Quebec is stuck holding onto the costs of putting the new tax policy into action, they have said it wants more than 50% of potential marijuana excise tax revenues. “It won’t be 50-50,” Quebec Finance Minister Carlos Leitão reported. “This is just the opening shot. It will not be that at the end of the day.”
A conserved Leitão didn’t report what level of revenue Quebec will be satisfied with, reporting that the actual price per gram, specifically in the state-run system the provinces are creating to weaken the black market.
“We want to make sure the system, whatever it will be at the end, is flexible enough because we all understand that the price that will be set on day one will probably not be the same as on day 35 or day 62.”
The comments Leitão made came on the heels of a shocking move by Prime Minister Justin Trudeau on Tuesday.
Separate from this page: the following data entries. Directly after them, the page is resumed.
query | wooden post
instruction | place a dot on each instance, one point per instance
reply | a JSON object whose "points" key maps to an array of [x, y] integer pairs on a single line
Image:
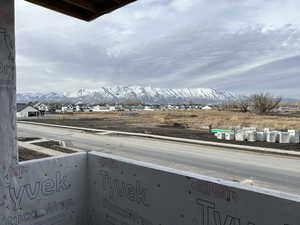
{"points": [[8, 149]]}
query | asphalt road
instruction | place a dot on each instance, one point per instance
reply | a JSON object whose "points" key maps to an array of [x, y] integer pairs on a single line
{"points": [[270, 171]]}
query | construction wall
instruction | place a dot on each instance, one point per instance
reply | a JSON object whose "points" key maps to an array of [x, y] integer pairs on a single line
{"points": [[46, 192], [129, 192]]}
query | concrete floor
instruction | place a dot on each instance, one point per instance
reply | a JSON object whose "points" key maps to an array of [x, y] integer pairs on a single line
{"points": [[270, 171]]}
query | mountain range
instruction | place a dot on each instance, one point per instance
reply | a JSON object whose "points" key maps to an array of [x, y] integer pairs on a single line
{"points": [[118, 94]]}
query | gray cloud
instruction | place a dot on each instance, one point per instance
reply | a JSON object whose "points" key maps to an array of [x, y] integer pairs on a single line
{"points": [[241, 46]]}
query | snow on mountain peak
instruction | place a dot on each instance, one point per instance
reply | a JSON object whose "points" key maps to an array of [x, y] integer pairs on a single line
{"points": [[119, 94]]}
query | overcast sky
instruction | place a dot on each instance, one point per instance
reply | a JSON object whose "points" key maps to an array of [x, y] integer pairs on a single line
{"points": [[234, 45]]}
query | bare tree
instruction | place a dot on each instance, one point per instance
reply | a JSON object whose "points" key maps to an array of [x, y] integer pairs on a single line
{"points": [[243, 103], [264, 103]]}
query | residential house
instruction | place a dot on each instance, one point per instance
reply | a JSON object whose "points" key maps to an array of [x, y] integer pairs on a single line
{"points": [[25, 111]]}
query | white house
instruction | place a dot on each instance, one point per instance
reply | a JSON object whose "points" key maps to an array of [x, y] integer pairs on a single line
{"points": [[207, 107], [25, 111], [67, 108], [98, 108]]}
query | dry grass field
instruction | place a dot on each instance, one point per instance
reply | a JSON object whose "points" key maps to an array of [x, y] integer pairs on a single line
{"points": [[193, 119], [184, 124]]}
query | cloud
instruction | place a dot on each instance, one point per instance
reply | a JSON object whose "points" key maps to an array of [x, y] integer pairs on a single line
{"points": [[173, 43]]}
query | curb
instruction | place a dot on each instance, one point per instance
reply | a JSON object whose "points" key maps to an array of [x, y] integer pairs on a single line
{"points": [[182, 140]]}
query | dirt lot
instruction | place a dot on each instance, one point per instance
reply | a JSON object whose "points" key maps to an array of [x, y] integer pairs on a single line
{"points": [[185, 124], [25, 154]]}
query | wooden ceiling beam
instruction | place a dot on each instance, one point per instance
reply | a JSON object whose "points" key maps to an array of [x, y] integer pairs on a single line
{"points": [[84, 4]]}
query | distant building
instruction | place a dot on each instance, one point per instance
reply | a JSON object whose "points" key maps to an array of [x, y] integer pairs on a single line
{"points": [[207, 107], [67, 108], [25, 111]]}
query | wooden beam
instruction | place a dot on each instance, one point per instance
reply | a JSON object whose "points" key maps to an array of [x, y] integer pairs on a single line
{"points": [[83, 4], [107, 9], [65, 8]]}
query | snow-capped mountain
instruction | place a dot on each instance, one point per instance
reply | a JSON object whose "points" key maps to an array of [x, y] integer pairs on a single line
{"points": [[118, 94]]}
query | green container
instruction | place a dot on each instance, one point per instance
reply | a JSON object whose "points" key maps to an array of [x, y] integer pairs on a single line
{"points": [[221, 130]]}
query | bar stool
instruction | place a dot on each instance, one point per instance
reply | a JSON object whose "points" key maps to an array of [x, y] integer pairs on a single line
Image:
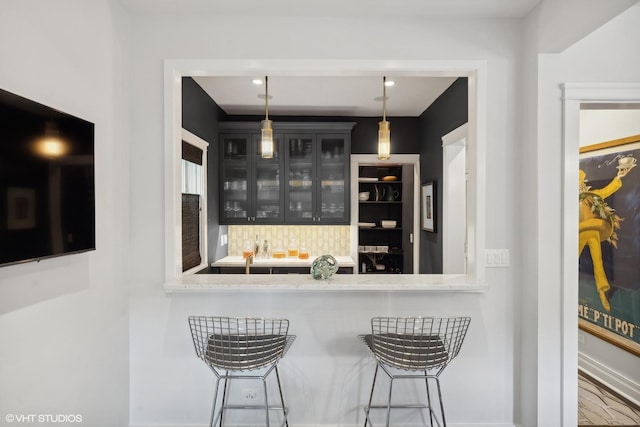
{"points": [[414, 348], [241, 348]]}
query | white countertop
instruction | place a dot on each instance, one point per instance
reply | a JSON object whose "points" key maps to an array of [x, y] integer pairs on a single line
{"points": [[238, 261], [209, 283]]}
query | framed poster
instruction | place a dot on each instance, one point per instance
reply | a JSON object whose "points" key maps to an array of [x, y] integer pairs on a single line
{"points": [[609, 242], [428, 202]]}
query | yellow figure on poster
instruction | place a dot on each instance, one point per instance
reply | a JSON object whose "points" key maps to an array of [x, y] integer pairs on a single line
{"points": [[598, 223]]}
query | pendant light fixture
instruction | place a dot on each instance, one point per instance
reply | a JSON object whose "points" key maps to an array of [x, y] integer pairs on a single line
{"points": [[384, 133], [267, 130]]}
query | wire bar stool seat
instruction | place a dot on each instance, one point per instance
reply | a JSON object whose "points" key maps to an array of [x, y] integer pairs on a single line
{"points": [[414, 348], [241, 348]]}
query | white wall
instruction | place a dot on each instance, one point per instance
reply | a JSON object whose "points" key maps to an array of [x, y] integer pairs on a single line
{"points": [[327, 372], [64, 321]]}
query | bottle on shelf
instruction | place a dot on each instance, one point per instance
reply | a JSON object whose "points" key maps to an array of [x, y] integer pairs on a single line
{"points": [[256, 247]]}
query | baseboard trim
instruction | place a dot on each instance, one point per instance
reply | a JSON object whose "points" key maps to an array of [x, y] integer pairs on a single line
{"points": [[332, 425], [610, 378]]}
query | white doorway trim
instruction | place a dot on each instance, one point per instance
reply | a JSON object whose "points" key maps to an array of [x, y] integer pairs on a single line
{"points": [[574, 95], [454, 201]]}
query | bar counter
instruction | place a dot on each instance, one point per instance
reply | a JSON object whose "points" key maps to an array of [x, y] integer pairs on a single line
{"points": [[210, 283]]}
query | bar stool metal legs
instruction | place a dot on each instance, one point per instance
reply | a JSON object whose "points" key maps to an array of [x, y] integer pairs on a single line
{"points": [[241, 348], [417, 348]]}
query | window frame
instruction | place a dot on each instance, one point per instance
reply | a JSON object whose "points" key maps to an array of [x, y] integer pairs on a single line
{"points": [[203, 145]]}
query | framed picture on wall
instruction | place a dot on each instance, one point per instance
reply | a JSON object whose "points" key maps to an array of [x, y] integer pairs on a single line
{"points": [[609, 242], [428, 202]]}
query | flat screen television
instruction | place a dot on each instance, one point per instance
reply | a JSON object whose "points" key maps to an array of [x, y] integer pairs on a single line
{"points": [[47, 190]]}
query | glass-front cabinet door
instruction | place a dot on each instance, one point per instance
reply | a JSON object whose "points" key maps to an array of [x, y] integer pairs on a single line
{"points": [[235, 203], [333, 170], [317, 168], [300, 178], [306, 181], [266, 196]]}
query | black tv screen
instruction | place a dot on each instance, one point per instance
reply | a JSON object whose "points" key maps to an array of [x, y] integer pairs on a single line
{"points": [[47, 191]]}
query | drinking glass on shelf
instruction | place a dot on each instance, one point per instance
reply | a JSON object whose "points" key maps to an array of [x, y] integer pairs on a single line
{"points": [[248, 249], [293, 247], [303, 253]]}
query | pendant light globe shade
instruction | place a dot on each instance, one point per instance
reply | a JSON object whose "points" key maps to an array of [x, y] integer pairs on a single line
{"points": [[384, 140], [267, 140], [384, 132], [266, 143]]}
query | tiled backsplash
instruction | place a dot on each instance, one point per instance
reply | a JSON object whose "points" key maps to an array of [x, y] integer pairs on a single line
{"points": [[318, 239]]}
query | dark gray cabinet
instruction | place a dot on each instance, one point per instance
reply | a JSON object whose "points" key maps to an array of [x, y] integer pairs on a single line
{"points": [[250, 186], [307, 181]]}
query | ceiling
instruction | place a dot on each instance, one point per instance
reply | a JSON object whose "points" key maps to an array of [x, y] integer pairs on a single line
{"points": [[343, 8], [331, 95]]}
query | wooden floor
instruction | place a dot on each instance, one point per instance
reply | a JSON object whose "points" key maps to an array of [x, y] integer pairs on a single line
{"points": [[599, 406]]}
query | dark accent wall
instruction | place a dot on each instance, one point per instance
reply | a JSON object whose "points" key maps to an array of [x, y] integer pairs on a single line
{"points": [[447, 113], [405, 131], [200, 116]]}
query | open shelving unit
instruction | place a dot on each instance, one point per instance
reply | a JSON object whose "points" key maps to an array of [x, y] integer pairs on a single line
{"points": [[382, 249]]}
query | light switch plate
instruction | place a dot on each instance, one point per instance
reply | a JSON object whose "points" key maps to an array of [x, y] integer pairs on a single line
{"points": [[497, 258]]}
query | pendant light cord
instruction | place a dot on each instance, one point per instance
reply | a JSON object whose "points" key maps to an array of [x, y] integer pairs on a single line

At a meeting in Ottawa, Trudeau expressed plans to impose a 10-per-cent federal excise tax on recreational pot. The anticipated revenue would be a 50-50 split with the provinces.
The provinces, including Quebec led by Premier Philippe Couillard, argued the formula is unacceptable because the provinces are bearing most of the costs.
Leitão made it clear even if Ottawa’s plan legalizing marijuana kicks in July 1, 2018, there is time to negotiate a proper financial agreement. The goal is to ink one when Canada’s finance ministers meet in December.
Similar to the other provinces, Quebec has been battling with the penalties of the policy for several months. Quebec wants adults 18+ to be allowed buy marijuana. Ontario has chosen for the age 19. On Wednesday, Alberta also commented the age should be 18. Ontario is trying to find a way at having its state-run system charge roughly $10 a gram. Quebec has yet to set an exact price.
In the National Assembly on Wednesday, despite, the opposition Coalition Avenir Québec continued its efforts on the age issue, calling on the government to make the age 21. Temporarily, Montreal Mayor Denis Coderre on Wednesday also said, repeating his demand that the city also is allowed to its share of any revenue.
“I understand that Prime Minister Trudeau was talking about the issue of marijuana,” Coderre quoted. “That there could be a tax, we’re talking $1, and it would be (split) 50-50 with the provinces.
“I just want it remembered that with all of the impacts (legal marijuana) will have at the municipal level … municipalities also want some part of that (tax) to finance the resources that will be required.”
Under the federal proposal put to premiers during a first ministers meeting, a gram of marijuana would be substance to an excise tax of $1 on sales in an amount up to $10 and a 10-per-cent tax on sales greater than $10.